Analysis of Off-Policy $n$-Step TD-Learning with Linear Function Approximation
Han-Dong Lim, Donghwan Lee
TL;DR
The paper addresses the instability of off-policy TD learning with linear function approximation in the presence of bootstrapping (the deadly triad) by analyzing both model-based deterministic counterparts and model-free reinforcement learning algorithms. It shows that the projected $n$-step Bellman operator becomes contractive for sufficiently large $n$, enabling convergence of $n$-step value iterations; it then develops two model-free off-policy $n$-step TD algorithms and proves their almost-sure convergence under i.i.d. and Markov observation models via an ODE-based stochastic approximation framework. The work derives explicit finite-$n$ conditions (e.g., Schur/Hurwitz criteria) and provides bounds that scale only logarithmically with problem factors, connecting contraction properties to the stability of the learning dynamics. These results offer principled guidance for choosing $n$ in practice to stabilize off-policy multi-step TD learning with linear function approximation, and they deepen the theoretical understanding of how multi-step updates can overcome divergence in the deadly triad.

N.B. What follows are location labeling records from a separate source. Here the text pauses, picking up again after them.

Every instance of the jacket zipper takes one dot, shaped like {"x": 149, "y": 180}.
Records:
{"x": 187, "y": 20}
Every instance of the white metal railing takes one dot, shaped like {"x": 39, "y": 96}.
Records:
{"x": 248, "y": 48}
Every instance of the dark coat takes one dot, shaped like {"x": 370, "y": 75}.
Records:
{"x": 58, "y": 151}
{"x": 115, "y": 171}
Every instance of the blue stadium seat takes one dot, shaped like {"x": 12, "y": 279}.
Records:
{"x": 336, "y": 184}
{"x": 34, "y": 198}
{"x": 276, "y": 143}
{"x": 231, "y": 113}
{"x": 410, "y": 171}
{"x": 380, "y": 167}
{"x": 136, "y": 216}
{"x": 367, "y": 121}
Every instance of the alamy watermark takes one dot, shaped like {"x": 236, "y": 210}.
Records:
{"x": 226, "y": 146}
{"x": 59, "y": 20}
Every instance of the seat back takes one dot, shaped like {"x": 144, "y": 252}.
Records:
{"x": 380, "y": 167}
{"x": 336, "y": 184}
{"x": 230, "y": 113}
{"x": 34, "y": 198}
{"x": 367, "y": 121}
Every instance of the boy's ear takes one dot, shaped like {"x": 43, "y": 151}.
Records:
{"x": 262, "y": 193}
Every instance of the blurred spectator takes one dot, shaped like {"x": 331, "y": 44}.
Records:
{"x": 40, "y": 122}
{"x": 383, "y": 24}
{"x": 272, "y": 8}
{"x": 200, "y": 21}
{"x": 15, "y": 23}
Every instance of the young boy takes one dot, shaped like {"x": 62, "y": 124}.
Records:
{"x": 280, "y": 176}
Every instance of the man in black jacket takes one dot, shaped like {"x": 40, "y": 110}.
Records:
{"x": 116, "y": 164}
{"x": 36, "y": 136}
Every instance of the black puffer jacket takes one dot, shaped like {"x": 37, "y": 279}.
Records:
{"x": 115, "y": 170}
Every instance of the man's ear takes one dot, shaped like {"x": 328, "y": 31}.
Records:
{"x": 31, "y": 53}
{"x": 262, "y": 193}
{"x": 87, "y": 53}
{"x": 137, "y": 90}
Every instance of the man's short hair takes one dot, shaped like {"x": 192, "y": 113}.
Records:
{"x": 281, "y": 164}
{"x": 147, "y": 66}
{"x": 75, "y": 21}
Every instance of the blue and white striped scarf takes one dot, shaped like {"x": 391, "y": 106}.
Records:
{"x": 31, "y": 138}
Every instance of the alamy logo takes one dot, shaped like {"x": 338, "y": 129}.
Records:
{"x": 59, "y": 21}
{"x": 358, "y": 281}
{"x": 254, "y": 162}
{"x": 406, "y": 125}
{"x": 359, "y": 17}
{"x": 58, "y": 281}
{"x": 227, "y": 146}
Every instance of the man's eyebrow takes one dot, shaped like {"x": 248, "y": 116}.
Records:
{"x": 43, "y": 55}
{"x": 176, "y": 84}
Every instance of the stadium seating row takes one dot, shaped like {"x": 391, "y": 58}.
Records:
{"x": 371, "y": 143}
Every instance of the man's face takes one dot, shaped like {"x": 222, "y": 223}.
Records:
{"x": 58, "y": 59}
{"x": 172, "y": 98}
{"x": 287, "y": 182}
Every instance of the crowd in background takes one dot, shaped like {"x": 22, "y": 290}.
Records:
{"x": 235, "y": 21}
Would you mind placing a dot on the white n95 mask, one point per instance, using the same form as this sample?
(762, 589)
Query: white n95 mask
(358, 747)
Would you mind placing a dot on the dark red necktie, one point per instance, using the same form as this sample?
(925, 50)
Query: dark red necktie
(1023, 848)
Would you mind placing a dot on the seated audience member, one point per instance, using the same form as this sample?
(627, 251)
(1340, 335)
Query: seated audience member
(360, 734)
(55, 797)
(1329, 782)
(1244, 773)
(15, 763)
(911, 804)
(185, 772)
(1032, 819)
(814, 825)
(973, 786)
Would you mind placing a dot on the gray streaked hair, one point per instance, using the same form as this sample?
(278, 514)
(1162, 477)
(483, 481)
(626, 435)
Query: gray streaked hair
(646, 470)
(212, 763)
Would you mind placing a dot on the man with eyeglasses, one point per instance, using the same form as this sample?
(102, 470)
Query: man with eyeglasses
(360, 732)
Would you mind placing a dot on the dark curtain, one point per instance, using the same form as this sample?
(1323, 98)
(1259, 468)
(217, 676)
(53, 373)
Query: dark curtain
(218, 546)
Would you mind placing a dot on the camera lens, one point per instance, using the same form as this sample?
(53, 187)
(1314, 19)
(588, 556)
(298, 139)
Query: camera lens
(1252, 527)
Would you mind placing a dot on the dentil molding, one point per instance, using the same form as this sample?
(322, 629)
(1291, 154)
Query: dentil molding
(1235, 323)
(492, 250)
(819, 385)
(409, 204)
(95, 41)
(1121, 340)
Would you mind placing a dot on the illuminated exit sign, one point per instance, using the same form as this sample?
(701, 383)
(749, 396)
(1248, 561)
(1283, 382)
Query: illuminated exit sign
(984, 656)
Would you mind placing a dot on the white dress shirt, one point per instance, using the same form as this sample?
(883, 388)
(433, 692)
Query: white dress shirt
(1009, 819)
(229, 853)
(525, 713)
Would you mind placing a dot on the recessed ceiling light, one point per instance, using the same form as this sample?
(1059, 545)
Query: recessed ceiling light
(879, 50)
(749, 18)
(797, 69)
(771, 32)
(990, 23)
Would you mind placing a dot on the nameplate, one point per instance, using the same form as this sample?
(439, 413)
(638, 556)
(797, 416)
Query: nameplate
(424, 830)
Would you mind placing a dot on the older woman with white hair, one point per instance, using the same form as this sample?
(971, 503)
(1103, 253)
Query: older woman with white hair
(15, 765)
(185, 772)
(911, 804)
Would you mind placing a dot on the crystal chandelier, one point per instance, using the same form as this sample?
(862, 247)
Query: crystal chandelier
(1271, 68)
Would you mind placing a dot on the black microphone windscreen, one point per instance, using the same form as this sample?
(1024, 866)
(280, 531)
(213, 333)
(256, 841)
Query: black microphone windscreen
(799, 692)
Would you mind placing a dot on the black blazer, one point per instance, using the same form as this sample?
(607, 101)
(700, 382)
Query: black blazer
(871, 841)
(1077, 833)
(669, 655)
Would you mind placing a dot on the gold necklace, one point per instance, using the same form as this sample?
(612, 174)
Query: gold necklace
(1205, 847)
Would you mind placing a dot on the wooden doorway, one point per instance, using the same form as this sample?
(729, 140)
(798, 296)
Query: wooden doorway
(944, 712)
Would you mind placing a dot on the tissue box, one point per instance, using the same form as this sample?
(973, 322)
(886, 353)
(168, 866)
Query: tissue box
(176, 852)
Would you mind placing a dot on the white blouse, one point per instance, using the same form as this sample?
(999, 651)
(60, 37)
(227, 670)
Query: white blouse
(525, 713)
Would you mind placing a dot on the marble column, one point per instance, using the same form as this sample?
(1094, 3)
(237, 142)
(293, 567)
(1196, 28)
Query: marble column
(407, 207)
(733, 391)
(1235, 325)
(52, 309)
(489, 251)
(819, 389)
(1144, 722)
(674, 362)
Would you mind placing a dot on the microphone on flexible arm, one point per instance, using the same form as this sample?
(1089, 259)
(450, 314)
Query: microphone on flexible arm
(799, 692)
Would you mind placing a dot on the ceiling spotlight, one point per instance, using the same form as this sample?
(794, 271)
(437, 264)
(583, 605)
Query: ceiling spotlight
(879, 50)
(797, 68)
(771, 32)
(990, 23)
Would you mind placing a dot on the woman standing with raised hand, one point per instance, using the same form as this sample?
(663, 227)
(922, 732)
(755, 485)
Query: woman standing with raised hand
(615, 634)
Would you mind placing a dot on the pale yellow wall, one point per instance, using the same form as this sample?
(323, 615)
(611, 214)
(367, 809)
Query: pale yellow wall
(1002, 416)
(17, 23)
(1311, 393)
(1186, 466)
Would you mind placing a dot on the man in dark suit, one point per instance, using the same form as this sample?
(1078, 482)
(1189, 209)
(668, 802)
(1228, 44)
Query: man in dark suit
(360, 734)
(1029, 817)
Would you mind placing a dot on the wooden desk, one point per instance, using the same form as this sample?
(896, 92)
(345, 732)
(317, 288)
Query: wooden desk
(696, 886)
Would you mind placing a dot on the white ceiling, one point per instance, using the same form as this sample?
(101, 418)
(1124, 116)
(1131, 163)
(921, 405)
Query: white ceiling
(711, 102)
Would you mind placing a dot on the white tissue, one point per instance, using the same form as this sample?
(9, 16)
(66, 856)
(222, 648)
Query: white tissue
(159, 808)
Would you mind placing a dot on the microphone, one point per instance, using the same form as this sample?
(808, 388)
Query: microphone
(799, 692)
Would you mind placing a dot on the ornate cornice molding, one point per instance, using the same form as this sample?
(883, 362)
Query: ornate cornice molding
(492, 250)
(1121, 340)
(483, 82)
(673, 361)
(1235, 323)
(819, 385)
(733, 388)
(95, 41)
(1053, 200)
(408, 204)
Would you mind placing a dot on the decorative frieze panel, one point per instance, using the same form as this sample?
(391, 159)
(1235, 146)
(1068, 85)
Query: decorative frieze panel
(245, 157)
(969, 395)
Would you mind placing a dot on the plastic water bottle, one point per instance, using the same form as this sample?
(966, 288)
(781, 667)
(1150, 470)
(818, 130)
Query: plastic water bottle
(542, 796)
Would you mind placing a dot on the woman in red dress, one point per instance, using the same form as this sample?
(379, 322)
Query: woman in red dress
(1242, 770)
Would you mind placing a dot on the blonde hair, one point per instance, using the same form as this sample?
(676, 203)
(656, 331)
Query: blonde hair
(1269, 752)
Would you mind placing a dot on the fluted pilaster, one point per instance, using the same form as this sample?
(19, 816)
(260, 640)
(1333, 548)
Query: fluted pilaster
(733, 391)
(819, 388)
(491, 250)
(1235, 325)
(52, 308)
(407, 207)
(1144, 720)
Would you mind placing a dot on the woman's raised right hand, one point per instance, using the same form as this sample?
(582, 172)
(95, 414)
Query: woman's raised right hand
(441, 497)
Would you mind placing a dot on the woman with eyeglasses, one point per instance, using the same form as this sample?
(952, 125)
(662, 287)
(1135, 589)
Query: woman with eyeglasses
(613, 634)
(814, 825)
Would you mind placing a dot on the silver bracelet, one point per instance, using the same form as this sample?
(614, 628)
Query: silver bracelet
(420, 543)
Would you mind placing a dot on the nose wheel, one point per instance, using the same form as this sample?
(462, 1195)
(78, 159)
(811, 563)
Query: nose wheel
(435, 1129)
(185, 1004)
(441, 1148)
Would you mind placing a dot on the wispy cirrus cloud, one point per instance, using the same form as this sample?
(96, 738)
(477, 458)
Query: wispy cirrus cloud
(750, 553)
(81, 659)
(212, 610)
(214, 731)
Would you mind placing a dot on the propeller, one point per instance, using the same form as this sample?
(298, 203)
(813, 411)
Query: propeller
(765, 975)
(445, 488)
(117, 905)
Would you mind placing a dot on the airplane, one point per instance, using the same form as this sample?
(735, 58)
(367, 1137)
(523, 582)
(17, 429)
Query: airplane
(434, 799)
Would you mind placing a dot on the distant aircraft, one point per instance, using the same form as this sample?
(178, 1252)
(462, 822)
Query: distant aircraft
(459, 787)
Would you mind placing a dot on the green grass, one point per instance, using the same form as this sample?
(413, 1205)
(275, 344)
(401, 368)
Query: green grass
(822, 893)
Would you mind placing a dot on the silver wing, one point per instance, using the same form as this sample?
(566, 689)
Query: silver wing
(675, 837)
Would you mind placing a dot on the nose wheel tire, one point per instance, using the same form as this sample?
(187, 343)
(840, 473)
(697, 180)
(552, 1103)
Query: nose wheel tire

Overall, the contributions bridge deterministic and stochastic analyses to enable robust off-policy reinforcement learning in settings where bootstrapping and function approximation interact unfavorably.
Abstract
This paper analyzes multi-step temporal difference (TD)-learning algorithms within the ``deadly triad'' scenario, characterized by linear function approximation, off-policy learning, and bootstrapping. In particular, we prove that $n$-step TD-learning algorithms converge to a solution as the sampling horizon $n$ increases sufficiently. The paper is divided into two parts. In the first part, we comprehensively examine the fundamental properties of their model-based deterministic counterparts, including projected value iteration, gradient descent algorithms, which can be viewed as prototype deterministic algorithms whose analysis plays a pivotal role in understanding and developing their model-free reinforcement learning counterparts. In particular, we prove that these algorithms converge to meaningful solutions when $n$ is sufficiently large. Based on these findings, in the second part, two $n$-step TD-learning algorithms are proposed and analyzed, which can be seen as the model-free reinforcement learning counterparts of the model-based deterministic algorithms.